Geloof is een gave en niets wat je zelf maakt. Moeten we daar blij mee zijn, of is het jammer dat we het moeten krijgen? Het is maar hoe je het bekijkt. Ik heb een tijd gehad dat ik me eraan ergerde om te horen dat ik zelf niet kon. Later is het een troost geworden. Het is niet leuk buiten spel gezet te worden, terwijl het aan de andere kant een blijde boodschap is om te horen dat God geloof werkt in zondaarsharten. Een van de mooiste geschiedenissen hierover vind ik die van de ‘maanzieke’ jongen. Zijn vader had alles geprobeerd om zijn zoon te genezen, maar zelfs de discipelen van Jezus konden het niet. Uiteindelijk kwam hij bij Jezus Zelf terecht en vroeg of Hij iets doen kon. De Heere antwoordde met de gevleugelde woorden: ‘Zo gij kunt geloven’. Van dat antwoord staan we misschien verbaasd, maar zo staat het echt in de Bijbel. De Heere zei niet: ‘Vraag er maar om’, of: ‘Bid om geloof’, maar zei het voorwaardelijk: ‘Indien gij kunt geloven’! Dat kwam hard aan. De vader werd emotioneel en zei in tranen: ‘Ik geloof, Heere, kom mijn ongelovigheid te hulp.’ Wat een mooi antwoord! Deze vader kon niet geloven, maar kon ook niet anders dan geloven. De Heere werk het geloof toen Hij het beval. Deze bezorgde vader wierp zich als het ware in Jezus’ armen om alles van Hem te verwachten…

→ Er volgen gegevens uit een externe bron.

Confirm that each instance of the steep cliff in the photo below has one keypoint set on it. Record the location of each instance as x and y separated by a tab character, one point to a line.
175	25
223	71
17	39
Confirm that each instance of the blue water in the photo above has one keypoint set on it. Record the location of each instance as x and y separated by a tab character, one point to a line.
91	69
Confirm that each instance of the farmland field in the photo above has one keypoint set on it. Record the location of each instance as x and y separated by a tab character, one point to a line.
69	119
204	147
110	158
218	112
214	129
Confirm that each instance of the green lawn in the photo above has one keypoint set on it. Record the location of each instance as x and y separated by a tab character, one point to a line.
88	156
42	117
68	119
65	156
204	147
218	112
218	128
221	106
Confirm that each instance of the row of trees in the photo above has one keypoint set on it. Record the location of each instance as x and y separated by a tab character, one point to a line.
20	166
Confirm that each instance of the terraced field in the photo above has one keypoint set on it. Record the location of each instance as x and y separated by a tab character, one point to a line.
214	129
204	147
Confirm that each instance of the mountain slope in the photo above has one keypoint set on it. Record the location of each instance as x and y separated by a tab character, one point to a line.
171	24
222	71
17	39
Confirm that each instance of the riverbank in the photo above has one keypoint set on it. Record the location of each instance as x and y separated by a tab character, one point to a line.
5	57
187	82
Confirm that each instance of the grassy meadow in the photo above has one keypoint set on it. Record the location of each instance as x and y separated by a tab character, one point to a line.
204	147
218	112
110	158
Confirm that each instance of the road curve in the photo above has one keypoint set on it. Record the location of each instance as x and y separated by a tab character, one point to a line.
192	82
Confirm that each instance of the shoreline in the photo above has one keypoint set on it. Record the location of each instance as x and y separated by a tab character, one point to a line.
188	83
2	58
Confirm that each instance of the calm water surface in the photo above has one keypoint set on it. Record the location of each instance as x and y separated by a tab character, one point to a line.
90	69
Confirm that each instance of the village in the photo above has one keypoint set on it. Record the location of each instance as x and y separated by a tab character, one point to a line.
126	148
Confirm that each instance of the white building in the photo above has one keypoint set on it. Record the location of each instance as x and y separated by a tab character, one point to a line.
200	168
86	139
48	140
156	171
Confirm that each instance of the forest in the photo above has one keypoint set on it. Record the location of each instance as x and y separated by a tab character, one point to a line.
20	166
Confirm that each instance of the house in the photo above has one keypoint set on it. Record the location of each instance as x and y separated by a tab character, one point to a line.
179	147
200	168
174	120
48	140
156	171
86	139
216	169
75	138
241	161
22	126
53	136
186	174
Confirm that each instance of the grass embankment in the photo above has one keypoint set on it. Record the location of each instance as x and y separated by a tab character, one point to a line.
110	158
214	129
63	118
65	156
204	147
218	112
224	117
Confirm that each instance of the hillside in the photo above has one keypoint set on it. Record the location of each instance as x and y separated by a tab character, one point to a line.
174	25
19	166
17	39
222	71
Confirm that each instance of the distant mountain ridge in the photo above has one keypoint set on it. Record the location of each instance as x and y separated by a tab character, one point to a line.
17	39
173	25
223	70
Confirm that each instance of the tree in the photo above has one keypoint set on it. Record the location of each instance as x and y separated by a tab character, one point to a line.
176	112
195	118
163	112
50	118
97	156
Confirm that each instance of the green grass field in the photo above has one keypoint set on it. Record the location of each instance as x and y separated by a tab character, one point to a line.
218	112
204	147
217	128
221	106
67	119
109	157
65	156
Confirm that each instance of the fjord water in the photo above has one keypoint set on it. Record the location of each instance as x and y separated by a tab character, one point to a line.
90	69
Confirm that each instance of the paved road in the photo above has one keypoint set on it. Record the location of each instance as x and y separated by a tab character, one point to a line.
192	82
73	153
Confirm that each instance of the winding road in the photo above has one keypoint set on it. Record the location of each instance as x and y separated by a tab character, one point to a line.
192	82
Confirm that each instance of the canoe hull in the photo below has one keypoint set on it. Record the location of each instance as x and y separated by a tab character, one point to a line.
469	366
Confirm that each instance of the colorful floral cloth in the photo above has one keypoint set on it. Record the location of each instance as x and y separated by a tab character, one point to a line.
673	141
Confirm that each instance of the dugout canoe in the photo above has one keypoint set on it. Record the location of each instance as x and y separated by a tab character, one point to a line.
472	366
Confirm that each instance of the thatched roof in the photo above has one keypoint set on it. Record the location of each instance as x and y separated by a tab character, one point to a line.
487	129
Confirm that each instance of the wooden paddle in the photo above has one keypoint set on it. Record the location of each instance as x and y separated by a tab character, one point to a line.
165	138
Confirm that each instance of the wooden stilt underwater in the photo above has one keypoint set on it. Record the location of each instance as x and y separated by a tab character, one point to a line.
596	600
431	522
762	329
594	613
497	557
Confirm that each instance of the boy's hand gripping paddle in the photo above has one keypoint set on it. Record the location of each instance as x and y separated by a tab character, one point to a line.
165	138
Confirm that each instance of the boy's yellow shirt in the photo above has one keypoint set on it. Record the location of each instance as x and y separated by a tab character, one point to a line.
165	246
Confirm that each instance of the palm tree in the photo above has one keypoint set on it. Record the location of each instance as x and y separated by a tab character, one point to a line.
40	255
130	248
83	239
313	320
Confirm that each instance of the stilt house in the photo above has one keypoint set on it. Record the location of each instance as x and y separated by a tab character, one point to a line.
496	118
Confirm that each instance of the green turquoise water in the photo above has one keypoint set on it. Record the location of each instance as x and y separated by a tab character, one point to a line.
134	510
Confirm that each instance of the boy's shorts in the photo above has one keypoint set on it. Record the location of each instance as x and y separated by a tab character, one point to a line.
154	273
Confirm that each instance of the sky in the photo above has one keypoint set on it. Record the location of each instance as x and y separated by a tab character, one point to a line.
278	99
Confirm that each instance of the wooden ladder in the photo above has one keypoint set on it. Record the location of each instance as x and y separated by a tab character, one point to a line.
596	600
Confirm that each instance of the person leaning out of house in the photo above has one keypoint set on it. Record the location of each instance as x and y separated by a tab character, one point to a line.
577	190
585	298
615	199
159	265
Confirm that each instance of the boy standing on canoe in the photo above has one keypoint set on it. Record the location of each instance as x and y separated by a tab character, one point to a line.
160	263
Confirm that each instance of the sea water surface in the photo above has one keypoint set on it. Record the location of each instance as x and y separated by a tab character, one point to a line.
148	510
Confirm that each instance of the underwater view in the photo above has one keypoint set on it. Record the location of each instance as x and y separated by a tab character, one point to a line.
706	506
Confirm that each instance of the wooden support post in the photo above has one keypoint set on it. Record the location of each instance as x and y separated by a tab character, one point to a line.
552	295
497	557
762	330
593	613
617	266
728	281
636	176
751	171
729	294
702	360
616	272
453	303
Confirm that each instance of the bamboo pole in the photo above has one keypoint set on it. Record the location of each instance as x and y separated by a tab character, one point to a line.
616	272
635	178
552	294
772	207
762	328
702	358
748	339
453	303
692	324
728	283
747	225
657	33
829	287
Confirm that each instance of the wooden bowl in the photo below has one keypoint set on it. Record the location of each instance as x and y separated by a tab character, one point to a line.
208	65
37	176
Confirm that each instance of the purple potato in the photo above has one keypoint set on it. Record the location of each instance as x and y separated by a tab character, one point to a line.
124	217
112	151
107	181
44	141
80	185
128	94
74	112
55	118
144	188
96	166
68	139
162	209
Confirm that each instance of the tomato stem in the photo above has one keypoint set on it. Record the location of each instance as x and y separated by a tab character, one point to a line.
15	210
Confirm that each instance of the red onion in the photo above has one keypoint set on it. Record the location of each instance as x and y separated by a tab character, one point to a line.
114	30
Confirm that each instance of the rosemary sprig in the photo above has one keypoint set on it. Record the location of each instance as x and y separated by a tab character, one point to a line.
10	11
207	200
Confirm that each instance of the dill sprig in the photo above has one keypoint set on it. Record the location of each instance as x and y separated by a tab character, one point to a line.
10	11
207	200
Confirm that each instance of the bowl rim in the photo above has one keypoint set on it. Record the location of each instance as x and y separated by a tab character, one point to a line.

‘Indien gij kunt geloven’. Christus liet met deze woorden horen hoe gewillig Hij was om hem te verhoren, en de vader begreep dat. Het geloof is een gave Gods. In het ware geloof verwachten we zelfs het geloof van God, brengen we niets mee, en doen we niets in eigen kracht. Is dat geen bevrijdende boodschap?
‘Want uit genade zijt gij zalig geworden door het geloof, en dat niet uit u, het is Gods gave (Efeze 2 : 8)
Jezus antwoordde en zeide tot hen: Dit is het werk Gods, dat gij gelooft in Hem, Die Hij gezonden heeft (Johannes 6 : 29)

Van harte aanbevolen voor jong en oud. De inhoud van dit boekje is alle aanneming waardig.